With the Asus you can only control (to a limited degree) the speeds of two fans (CPU and chassis), with the Abit you have full control and monitoring of up to 5 fans via BIOS or excellent UGuru software (that's a HUGE plus in my book for Abit), and the option of adding the UGuru drive-bay display and control device (which also solves the CMOS reset problem). Abit's Uguru is also a pretty good Window-based overclocking utility for the casual overclocker, and it writes back to BIOS (after confirming it functions) so settings are saved.

Abit also comes with Phoenix BIOS, which I personally prefer to the confusing and poorly organized and nested AMI BIOS that Asus uses.

As far as chipsets, both use the same ATI northbridge, and the same ULI southbridge, and both use the same secondary SIL SATA. So any chipset level issues are going to be the same on both boards (voltage restrictions on certain CPU's, etc).

You get an extra Gigabit LAN connector with the Asus (1 PCI, 1 PCI-e), but you get more USB/Firewire headers with the Abit. The extra LAN connector could be a big deal for some people, for others it's a non-issue.

Both have the same Realtek HD Audio chipset, though the Asus has optical and coax connectors (Abit has 2x optical).

As for BIOS tweaking, I haven't personally seen the Abit's Xpress 3200 version in action, but from all reports it's about as tweakable as the Asus.

While the Abit might have some problems, there's no reports of USB issues, squealing caps, memory compatibility, and all the other stuff that plauged and still plagues the Asus A8R32-MVP (getting a solid A8R32-MVP is still a bit of a gamble...my USB is still a problem, HD audio won't work on coax, and I get squealing caps on occasion).

There is a problem with HTT past 270 on the Abit, which should be solved very soon (if not already) the same way Asus solved the problem, with a BIOS update.

Abit's forums are MUCH better than Asus' weird forum, and as a result more active and with more info.

Finally, the Abit board is selling for a few bucks less on average than the Asus.
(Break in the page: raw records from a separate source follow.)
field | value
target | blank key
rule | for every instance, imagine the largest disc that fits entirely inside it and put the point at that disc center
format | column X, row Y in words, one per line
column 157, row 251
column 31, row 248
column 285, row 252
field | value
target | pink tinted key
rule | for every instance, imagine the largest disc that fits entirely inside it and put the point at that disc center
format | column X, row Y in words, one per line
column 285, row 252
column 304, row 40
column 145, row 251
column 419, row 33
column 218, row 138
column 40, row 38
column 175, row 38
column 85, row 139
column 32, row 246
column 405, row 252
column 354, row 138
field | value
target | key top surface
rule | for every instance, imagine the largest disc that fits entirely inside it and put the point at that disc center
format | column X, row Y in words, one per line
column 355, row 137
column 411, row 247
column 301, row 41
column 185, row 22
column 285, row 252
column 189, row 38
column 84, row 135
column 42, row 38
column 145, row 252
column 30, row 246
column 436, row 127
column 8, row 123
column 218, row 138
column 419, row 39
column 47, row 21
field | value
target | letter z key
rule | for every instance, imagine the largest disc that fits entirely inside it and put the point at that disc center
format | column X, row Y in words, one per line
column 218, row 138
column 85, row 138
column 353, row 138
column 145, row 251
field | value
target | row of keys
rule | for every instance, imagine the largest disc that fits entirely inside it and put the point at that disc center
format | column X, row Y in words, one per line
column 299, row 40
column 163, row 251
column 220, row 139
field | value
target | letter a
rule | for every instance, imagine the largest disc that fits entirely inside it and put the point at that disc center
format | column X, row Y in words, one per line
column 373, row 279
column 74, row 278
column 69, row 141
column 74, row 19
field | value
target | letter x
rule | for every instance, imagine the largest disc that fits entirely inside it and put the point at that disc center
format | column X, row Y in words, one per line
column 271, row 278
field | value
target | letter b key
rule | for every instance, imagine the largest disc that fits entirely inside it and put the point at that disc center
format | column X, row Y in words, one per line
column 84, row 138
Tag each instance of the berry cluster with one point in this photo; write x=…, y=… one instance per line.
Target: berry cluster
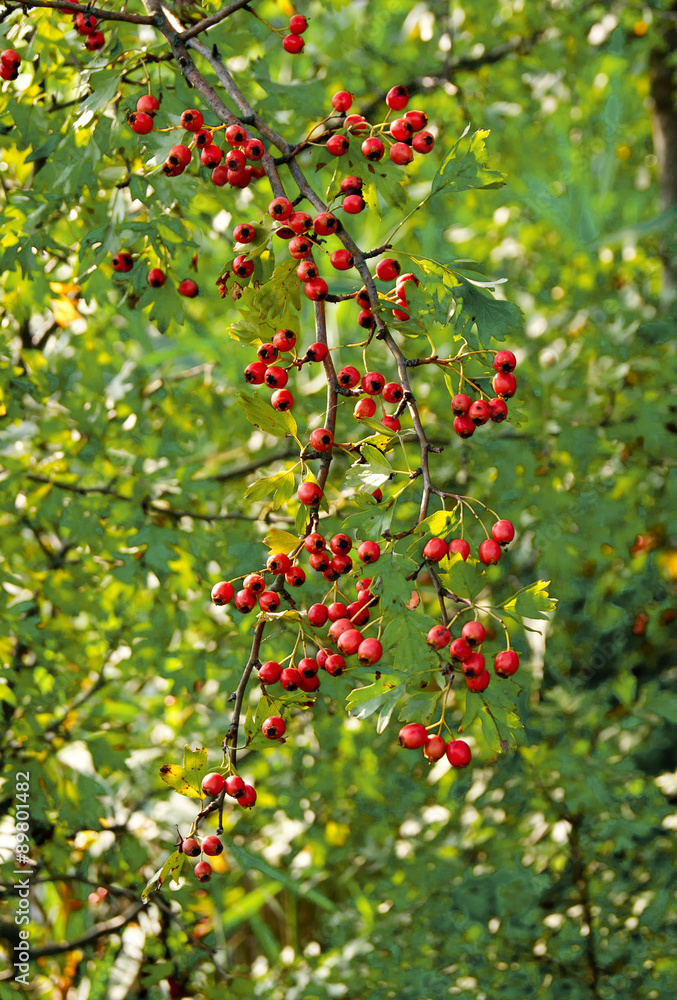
x=414, y=735
x=403, y=137
x=10, y=60
x=469, y=415
x=215, y=784
x=123, y=261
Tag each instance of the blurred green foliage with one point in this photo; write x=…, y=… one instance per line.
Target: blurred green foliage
x=547, y=872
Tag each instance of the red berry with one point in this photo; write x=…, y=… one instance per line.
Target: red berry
x=461, y=546
x=438, y=637
x=356, y=124
x=188, y=288
x=373, y=149
x=222, y=593
x=499, y=409
x=282, y=400
x=140, y=122
x=267, y=353
x=478, y=682
x=412, y=736
x=213, y=783
x=308, y=666
x=290, y=678
x=506, y=663
x=300, y=247
x=314, y=542
x=300, y=222
x=423, y=142
x=464, y=426
x=460, y=404
x=321, y=439
x=284, y=340
x=248, y=797
x=369, y=651
x=273, y=728
x=235, y=786
x=317, y=352
x=401, y=129
x=490, y=551
x=212, y=846
x=503, y=532
x=505, y=361
x=474, y=633
x=435, y=549
x=307, y=270
x=276, y=377
x=479, y=412
x=317, y=615
x=393, y=392
x=295, y=576
x=341, y=101
x=280, y=209
x=417, y=119
x=245, y=601
x=236, y=135
x=122, y=261
x=460, y=650
x=278, y=563
x=269, y=601
x=297, y=24
x=309, y=493
x=474, y=665
x=320, y=561
x=203, y=871
x=401, y=154
x=325, y=223
x=353, y=204
x=254, y=149
x=179, y=156
x=147, y=102
x=316, y=289
x=234, y=159
x=338, y=145
x=293, y=44
x=397, y=98
x=388, y=269
x=434, y=748
x=191, y=120
x=269, y=672
x=190, y=847
x=373, y=383
x=369, y=552
x=391, y=423
x=338, y=627
x=504, y=384
x=348, y=377
x=342, y=259
x=458, y=753
x=255, y=373
x=349, y=641
x=156, y=277
x=335, y=664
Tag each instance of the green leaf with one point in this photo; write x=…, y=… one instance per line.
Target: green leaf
x=261, y=414
x=533, y=601
x=171, y=870
x=463, y=167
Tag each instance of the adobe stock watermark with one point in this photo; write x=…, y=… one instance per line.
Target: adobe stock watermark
x=22, y=886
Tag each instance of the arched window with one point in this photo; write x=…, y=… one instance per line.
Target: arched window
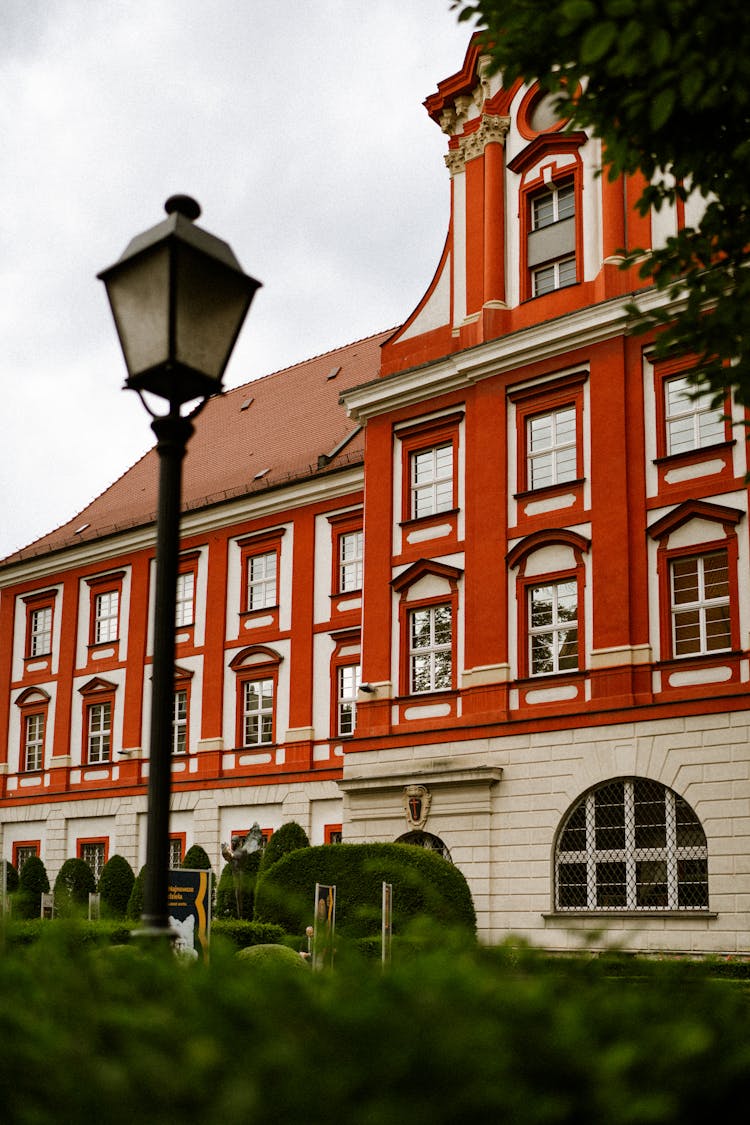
x=631, y=844
x=426, y=839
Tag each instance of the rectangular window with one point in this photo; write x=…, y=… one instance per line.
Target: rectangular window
x=175, y=849
x=180, y=722
x=100, y=731
x=551, y=246
x=186, y=600
x=432, y=480
x=350, y=560
x=34, y=741
x=431, y=649
x=24, y=852
x=701, y=604
x=262, y=581
x=258, y=712
x=553, y=628
x=349, y=677
x=39, y=632
x=95, y=854
x=692, y=421
x=106, y=617
x=551, y=448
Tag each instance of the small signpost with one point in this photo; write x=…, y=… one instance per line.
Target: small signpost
x=189, y=903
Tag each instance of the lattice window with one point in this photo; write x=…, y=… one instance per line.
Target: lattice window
x=632, y=845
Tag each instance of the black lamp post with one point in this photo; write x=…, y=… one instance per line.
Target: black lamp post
x=179, y=298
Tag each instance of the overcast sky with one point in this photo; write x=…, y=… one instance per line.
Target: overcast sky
x=298, y=126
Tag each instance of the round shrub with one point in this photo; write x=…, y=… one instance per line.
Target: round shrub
x=115, y=885
x=425, y=885
x=289, y=837
x=135, y=902
x=73, y=884
x=196, y=858
x=235, y=892
x=32, y=883
x=11, y=878
x=269, y=956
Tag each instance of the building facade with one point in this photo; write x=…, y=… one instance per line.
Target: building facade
x=485, y=588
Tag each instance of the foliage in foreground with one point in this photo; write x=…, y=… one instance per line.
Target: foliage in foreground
x=463, y=1034
x=663, y=83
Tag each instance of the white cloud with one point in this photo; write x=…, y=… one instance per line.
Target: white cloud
x=301, y=132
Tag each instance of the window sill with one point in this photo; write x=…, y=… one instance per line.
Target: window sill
x=688, y=456
x=625, y=912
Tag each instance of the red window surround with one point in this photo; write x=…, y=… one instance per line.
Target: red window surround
x=23, y=849
x=663, y=370
x=518, y=558
x=39, y=624
x=34, y=707
x=254, y=664
x=535, y=402
x=261, y=557
x=345, y=566
x=98, y=727
x=419, y=439
x=345, y=654
x=725, y=521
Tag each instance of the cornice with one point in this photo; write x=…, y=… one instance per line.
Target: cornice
x=192, y=523
x=584, y=327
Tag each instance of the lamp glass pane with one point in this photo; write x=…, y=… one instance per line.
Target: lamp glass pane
x=138, y=295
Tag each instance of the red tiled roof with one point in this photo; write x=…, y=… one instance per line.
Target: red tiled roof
x=286, y=426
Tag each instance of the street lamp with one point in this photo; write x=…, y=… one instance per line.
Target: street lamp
x=179, y=298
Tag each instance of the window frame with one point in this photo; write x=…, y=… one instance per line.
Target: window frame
x=540, y=399
x=99, y=842
x=666, y=371
x=629, y=855
x=423, y=438
x=530, y=577
x=186, y=605
x=254, y=665
x=557, y=181
x=97, y=693
x=33, y=703
x=102, y=586
x=35, y=604
x=263, y=545
x=724, y=521
x=34, y=848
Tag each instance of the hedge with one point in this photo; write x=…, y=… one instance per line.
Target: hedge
x=124, y=1036
x=424, y=883
x=116, y=885
x=287, y=838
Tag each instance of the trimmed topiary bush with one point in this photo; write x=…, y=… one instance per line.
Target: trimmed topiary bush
x=235, y=892
x=425, y=885
x=135, y=902
x=196, y=858
x=115, y=885
x=33, y=882
x=289, y=837
x=73, y=884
And if you want my REAL recommendation, see if you can wait for AM2 boards to hit the street in the next few weeks, which will have the new (and hopefully much better) ATI 600 southbridge, since you need to buy a new CPU anyway if you're going AMD, and you get DDR2 support. And X1900's should be cheaper then too, seems to be a price drop trend on them right now.
 

No Limit

[H]ard|Gawd
Joined
May 24, 2001
Messages
1,779
I went with Abit. Everything in my system runs at stock speed so I don't care about overclocking. I had a problem with a Socket 754 DFI motherboard in the past (for some reason it never supported AMD's Cool'n'Quiet feature), but I guess no one really cares about that with DFI motherboards since those who use that brand overclock... Anyway, back to the Abit... been running the motherboard with an X1800 crossfire setup for about a week or two now with no problems. I've used a couple of Abit mobos in the past (KG7 & NF7-S rev. 2) and never had any issues overclocking or otherwise.
 

contaminant

Limp Gawd
Joined
Nov 29, 2005
Messages
336
It's between DFI and Asus IMO. I voted Asus just because the A8R32-MVP is a great board (coming from my minor experience with it, and all the reviews). Haven't read anything about the new DFI board, but I've loved all of DFI's previous boards. They make great products, especially for overclocking.